New Year’s Day – January 1
New Year’s Day, also known as January 1, is a federal holiday that marks the beginning of the calendar year. It is typically celebrated with fireworks, parades, and parties.
Martin Luther King Jr Day – January 16
Martin Luther King Jr Day is a federal holiday that honors the civil rights leader Martin Luther King Jr. It is celebrated on the third Monday in January.
President’s Day – February 20
President’s Day is a federal holiday that honors the country’s first president, George Washington. It is celebrated on the third Monday of February each year.
Memorial Day – May 29
Memorial Day is a federal holiday that honors the men and women who died while serving in the United States Armed Forces. It is observed on the last Monday in May.
Independence Day – July 4
Independence Day, also known as the Fourth of July, is a federal holiday that celebrates the signing of the Declaration of Independence on July 4, 1776.
Labor Day – September 4
Labor Day is a federal holiday that honors the American labor movement and the contributions of workers to the country’s prosperity. It is celebrated on the first Monday in September.
Columbus Day – October 9
Columbus Day is a federal holiday that commemorates the arrival of Christopher Columbus in the Americas. It is celebrated on the second Monday in October.
Veterans Day – November 11
Veterans Day is a federal holiday that honors all who have served in the United States Armed Forces. It is celebrated on November 11.
Thanksgiving Day – November 23
Thanksgiving Day is a federal holiday that is traditionally celebrated with family and friends.
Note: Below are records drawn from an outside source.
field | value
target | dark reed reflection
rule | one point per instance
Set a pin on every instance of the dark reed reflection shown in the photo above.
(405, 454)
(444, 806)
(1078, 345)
It is observed on the fourth Thursday in November.
Christmas Day – December 25
Christmas Day is a federal holiday that celebrates the birth of Jesus Christ. It is observed on December 25th.
In addition to the federal holidays, there are also some observances that are recognized by the federal government but are not necessarily days off. Some of these observances include:
Inauguration Day – January 20
Inauguration Day is observed every four years on January 20th in the year following a presidential election. It is not a federal holiday, but it is recognized as a special day by the federal government.
US Constitution Day – September 17
Constitution Day is observed on September 17th each year to celebrate the signing of the United States Constitution. It is not a federal holiday, but it is recognized as a special day by the federal government.
Christmas Eve – December 24
Although Christmas Eve is not a federal holiday, many private sector companies offer their employees the day off or half-day off.
In conclusion, federal holidays and observances play an important role in the social and cultural fabric of the United States. They offer people opportunities to celebrate, reflect, and commemorate important events and people in American history. Plan your holidays accordingly and enjoy these special days with your loved ones.